Lord Chancellor / Ministry of Justice accept that the amendments made to the Legal Aid scheme for immigration and asylum appeals were unlawful

In part as a result of the Coronavirus Pandemic, a new mandatory online procedure (‘Core Case Data’ (CCD) platform was introduced for represented Appellants bringing appeals to the First Tier Tribunal (FTT) against Asylum and Immigration decisions. 

The Civil Legal Aid (Remuneration) (Amendment) (Coronavirus) Regulations 2020 (‘the Amendment Regulations’), which came into force on 8 June 2020, brought about changes to the remuneration of legal aid providers representing Appellants whose cases came under CCD. 

The revised fee regime did not reflect the additional work solicitors and barristers had to undertake to properly represent their clients; in particular the requirement of a compulsory appeal skeleton argument (ASA) in every case. 

Without consultation or any evidential basis, the impact of the Amendment Regulations meant that legal aid providers faced not being paid for compulsory work which threatened access to justice; leading to barristers’ chambers and solicitors alike refusing to draft the ASA under the CCD. 

Fountain Solicitors represented four claimants who claims focused on the failure of the Ministry of Justice and the Lord Chancellor to consult on the content of the Amendment Regulations prior to enacting them and also for failing to undertake a rationale process of enquiry to identify the foreseeable impact on the availability and quality of legally aided representation for some of the most vulnerable members of society. 

On 4 August, the Lord Chancellor wrote to the claimants accepting that the making of the Amendment Regulations was unlawful on the basis that the consultation had been inadequate.

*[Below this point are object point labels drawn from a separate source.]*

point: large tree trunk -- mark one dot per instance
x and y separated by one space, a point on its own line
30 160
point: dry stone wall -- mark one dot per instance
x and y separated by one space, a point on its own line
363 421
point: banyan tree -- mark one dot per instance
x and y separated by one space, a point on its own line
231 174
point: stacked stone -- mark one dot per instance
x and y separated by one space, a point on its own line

He confirmed that the decision had been made to lay before Parliament a Statutory Instrument during September 2020 (absent of any special circumstances) to revoke the Amendment Regulations and to put into place a temporary fee regime to allow providers to undertake work under CCD that will be remunerated at hourly rates pending proper consultation on remuneration. 

The legal team was made up of Sonali Niak QC (Garden Court Chambers) Tasaddat Hussain (Garden Court North Chambers) and James Howard, Fountain Solicitors.  

They along with Stephen Knafler QC (Landmark Chambers) also act for the same four claimants (MT & others) and five additional claimants, represented by David Benson solicitors, Shivani Jegarajah (Justitia Chambers) Nabila Malik (No.5 Chambers) in an ongoing linked challenge to the lawfulness of the Presidential Practice Statement (No.2). 

James Howard, Head of the Immigration Department at Fountain Solicitors comments: 

“The Importance of this case cannot be overstated. It will have a huge and positive impact on the ability of Appellants, many of whom are the most vulnerable in society, to gain access to justice and legal representation before the First Tier Tribunal on their Immigration and Asylum appeals. As a result of the legal challenge, the Lord Chancellor’s quick acceptance that consultation had been inadequate and that the Amendment Regulations should be revoked is a welcomed first step. We look forward to the start of constructive consultation on the future of Legal Aid funding in this area.”